Given that PZ Myers agrees that any kind of graph of sex is impossible, you might think he would admit that it isn’t in fact bimodal or alternatively provide evidence that it is. Sadly, no. Instead he called me a “dishonest debater” and a “lying ass” and then blocked me. Then from behind his block he called me a nitwit — which is definitely the kind of behaviour you expect from an honest debater.
He also published a blog attacking me where he lied about me and threw further insults (“dim & bigoted fanatic”).
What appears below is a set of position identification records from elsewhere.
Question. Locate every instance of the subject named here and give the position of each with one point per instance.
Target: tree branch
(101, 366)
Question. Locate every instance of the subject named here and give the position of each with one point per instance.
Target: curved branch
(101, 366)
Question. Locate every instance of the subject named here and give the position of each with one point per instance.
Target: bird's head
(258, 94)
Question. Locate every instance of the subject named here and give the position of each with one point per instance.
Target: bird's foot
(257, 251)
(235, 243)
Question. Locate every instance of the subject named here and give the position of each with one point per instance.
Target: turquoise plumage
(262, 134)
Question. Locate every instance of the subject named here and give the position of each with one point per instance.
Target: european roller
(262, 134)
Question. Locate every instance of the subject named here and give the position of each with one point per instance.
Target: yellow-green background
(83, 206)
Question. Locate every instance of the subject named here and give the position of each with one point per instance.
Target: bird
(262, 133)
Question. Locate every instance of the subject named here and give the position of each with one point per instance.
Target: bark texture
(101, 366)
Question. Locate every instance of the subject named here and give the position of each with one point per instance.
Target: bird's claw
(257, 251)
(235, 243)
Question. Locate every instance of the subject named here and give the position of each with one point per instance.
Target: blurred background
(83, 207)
He did, however, attempt some kind of a defence for his “sex is bimodal” claim. He admits he can’t plot a single value for sex. The problem, he says, is that he can provide so many: “receptivity, courtship initiation, web twanging frequency, successful insemination frequency, dancing intensity, abdomen size, interval since last courtship, metabolism levels”.
What he has done here is change his claim entirely. He’s now saying, not that sex itself is bimodal, but that some characteristics linked to sex are bimodal. This is obviously true, and no one denies it. Some traits are indeed bimodal (for instance, testosterone levels in humans) though others are not (interestingly, height isn’t bimodal in humans despite being sex-linked, since the overlap between males and females is so great you get a single mode). Other measures may even have more than two modes….
Sex isn’t bimodal, because it’s a category, not a value.
Myers is confusing sex itself, a category, with secondary sexual characteristics and gender presentation. Maybe he's doing it deliberately in the hope that all this talk of bimodal sex sounds kind of sciencey and will fool people, or maybe he really believes it. Who knows?